For those of you just tuning in, there was another network outage from 0900-1100GMT. We’re still piecing together what exactly happened but here is what we know so far:

  • there was a non-impacting maintenance schedule by our datacenter in preparation for the core upgrade taking place in about a week. They were inserting a switch in parallel with the existing core switches.
  • starting at 0900 GMT when the maintenance was completed, the outage started.
  • after working with Cisco, the issue was resolved around 1100 GMT

This is an unacceptable level of service and people have expressed concerns in the chatroom about the recent outages. We agree completely and cannot offer more than our sincerest apologies at the moment. We are gathering more information and reviewing our options, updates will follow. In the meantime, if you have any questions or feel like venting, you can contact us via email or call me directly (314.266.3502). If I don’t answer, leave a message and one of us will get back to you shortly.

As I’m sure most people noticed, we had 2 major bouts of network trouble – yesterday afternoon and one today. It appears they were distributed denial of service attacks directed at multiple customers. The amount of traffic was filling both of the datacenter’s incoming pipes. There aren’t any excuses for why this took 2 extended outages to figure out and we’ll be addressing that issue with our provider.

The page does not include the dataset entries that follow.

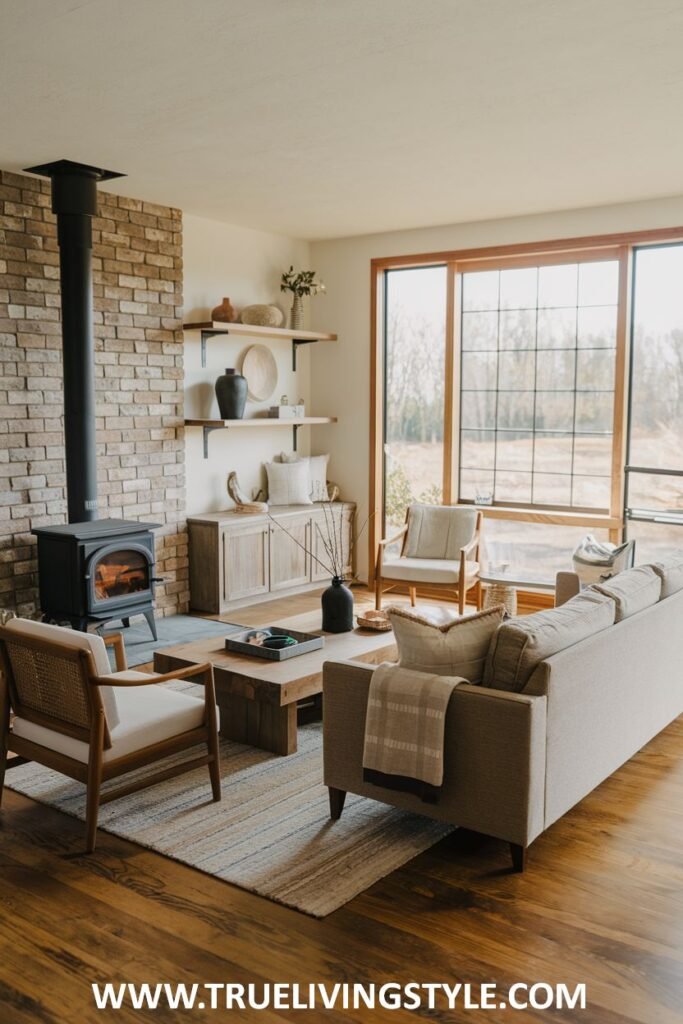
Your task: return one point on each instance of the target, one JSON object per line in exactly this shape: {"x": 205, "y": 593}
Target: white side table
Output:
{"x": 502, "y": 588}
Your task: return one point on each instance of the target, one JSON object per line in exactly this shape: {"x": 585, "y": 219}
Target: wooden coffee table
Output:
{"x": 258, "y": 698}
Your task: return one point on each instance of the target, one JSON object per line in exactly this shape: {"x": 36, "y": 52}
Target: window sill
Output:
{"x": 556, "y": 517}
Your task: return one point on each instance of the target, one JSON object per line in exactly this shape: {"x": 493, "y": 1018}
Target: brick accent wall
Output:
{"x": 137, "y": 262}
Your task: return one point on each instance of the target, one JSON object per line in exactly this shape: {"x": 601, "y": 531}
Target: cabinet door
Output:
{"x": 245, "y": 562}
{"x": 334, "y": 525}
{"x": 290, "y": 562}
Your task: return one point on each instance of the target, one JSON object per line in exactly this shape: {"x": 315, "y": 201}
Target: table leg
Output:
{"x": 266, "y": 726}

All I can offer are our sincere apologies and a promise that this will get better.

During the outages a lot of questions came up regarding multiple carriers, routers, etc. So to answer a couple of those:

  • we have redundant transport via XO and Verizon, however this won’t help since traffic will end up filling both.
  • we also have redundant routers using VRRP to failover on our side as does the datacenter.

Again, we’re extremely disappointed with how this was handled, but here is some good news. In the next couple of weeks, the datacenter’s core network (not ours, but how we connect to them) will be upgraded. We’re assured this will result in a more stable setup for growth.

Secondly and this was the announcement we referred to earlier this week, we are putting the final touches on a second facility. This space uses separate carriers and we will be managing the network, but everything else stays the same. We hope this expansion allows us to accelerate our growth and offer a higher level of redundancy for customers who need it.

Thanks to everyone for their patience during the past 2 days. For future reference, aside from the chatrooms, the slicehost twitterstream and the network status page are worth bookmarking for quick updates.

Appears to be an upstream issue at the moment, we’ll have more details later in another post. Our apologies for the downtime and flurry of pages/emails/calls you all likely received.

Update 2145 GMT – issue appears to be resolved.